Entanglement of magnon excitations in spin chains

TL;DR

This paper calculates the entanglement of magnon excitations in integrable spin chains, revealing a decomposition into free fermionic or bosonic states and proposing a classification scheme in the scaling limit.

Contribution

It provides an exact calculation of magnon entanglement in spin chains and introduces a classification approach for entanglement in free fermionic and bosonic Hamiltonians.

Findings

Entanglement decomposes into free particle states for small magnon numbers.

Conjecture on classifying entanglement in free fermionic and bosonic Hamiltonians.

Results classify entanglement in a broad class of integrable spin chains.

Abstract

We calculate exactly the entanglement content of magnon excited states in the integrable spin-1/2 XXX and XXZ chains in the scaling limit. In particular, we show that as far as the number of excited magnons with respect to the size of the system is small one can decompose the entanglement content, in the scaling limit, to the sum of the entanglement of particular excited states of free fermionic or bosonic theories.
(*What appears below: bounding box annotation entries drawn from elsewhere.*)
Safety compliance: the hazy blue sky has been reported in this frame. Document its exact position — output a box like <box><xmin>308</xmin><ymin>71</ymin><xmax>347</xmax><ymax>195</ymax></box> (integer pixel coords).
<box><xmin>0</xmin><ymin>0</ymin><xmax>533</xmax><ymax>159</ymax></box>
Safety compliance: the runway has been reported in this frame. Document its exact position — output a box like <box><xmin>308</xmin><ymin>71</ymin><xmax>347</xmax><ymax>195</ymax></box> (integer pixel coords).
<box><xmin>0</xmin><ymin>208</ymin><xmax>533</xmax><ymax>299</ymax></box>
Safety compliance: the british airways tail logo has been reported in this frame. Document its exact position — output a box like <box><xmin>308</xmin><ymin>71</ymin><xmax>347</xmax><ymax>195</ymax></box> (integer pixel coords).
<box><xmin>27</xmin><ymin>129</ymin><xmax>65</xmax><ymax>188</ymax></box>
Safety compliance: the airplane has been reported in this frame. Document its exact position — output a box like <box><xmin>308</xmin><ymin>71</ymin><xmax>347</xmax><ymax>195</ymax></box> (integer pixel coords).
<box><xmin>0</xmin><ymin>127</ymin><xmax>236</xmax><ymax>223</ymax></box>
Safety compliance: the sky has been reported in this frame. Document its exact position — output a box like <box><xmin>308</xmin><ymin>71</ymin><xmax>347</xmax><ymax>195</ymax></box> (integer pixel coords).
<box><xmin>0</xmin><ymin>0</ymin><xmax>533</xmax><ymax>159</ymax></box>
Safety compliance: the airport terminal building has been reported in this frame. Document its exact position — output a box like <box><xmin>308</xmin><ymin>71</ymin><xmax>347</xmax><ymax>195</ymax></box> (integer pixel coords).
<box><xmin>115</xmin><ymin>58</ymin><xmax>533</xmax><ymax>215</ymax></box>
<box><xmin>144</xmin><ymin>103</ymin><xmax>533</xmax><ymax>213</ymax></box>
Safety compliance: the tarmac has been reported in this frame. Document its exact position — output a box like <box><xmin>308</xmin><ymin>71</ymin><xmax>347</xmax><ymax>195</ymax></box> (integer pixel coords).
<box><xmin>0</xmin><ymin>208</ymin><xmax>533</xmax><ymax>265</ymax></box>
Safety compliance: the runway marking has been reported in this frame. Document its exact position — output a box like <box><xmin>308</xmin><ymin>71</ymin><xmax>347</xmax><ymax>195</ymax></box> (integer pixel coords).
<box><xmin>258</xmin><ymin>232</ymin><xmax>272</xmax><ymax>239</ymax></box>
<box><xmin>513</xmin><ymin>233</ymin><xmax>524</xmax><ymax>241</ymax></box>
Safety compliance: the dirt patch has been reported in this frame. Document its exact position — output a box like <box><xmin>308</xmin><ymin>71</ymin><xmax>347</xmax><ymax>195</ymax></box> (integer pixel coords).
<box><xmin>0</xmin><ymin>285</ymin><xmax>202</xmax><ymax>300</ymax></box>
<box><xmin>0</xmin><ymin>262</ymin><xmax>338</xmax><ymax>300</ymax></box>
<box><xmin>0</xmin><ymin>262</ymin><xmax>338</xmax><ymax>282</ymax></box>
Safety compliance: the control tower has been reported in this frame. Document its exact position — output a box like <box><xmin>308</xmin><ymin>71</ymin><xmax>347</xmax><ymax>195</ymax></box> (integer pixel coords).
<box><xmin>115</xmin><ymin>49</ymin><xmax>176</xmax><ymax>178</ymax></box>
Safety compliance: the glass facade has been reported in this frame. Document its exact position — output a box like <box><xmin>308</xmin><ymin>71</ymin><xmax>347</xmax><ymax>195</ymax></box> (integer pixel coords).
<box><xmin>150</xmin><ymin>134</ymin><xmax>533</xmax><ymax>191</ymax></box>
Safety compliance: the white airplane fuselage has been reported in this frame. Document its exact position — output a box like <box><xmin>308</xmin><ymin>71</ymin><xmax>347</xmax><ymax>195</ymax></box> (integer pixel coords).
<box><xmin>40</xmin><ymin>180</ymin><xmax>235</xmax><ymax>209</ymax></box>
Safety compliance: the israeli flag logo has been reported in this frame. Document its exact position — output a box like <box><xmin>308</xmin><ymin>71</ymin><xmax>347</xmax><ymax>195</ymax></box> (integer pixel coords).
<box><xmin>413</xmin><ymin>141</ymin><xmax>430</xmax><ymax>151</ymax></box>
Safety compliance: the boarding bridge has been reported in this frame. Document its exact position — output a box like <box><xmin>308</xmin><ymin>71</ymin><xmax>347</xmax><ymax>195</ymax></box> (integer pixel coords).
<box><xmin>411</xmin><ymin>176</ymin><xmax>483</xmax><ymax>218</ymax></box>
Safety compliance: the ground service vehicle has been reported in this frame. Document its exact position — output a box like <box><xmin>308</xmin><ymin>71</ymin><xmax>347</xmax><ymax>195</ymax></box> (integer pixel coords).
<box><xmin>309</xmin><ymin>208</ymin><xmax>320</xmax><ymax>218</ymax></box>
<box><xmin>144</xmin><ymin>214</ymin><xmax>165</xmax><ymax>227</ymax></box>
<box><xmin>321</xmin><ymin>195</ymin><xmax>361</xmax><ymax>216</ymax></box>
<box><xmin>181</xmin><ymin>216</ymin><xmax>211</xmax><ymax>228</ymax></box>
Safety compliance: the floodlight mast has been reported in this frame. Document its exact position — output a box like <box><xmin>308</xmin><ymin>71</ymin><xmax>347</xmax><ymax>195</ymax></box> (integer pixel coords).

In addition we conjecture that the entanglement content of the generic translational invariant free fermionic and bosonic Hamiltonians can be also classified, in the scaling limit, with respect to the entanglement content of the fermionic and bosonic chains with the number operator as the Hamiltonian in certain circumstances. Our results effectively classify the entanglement content of wide range of integrable spin chains in the scaling limit.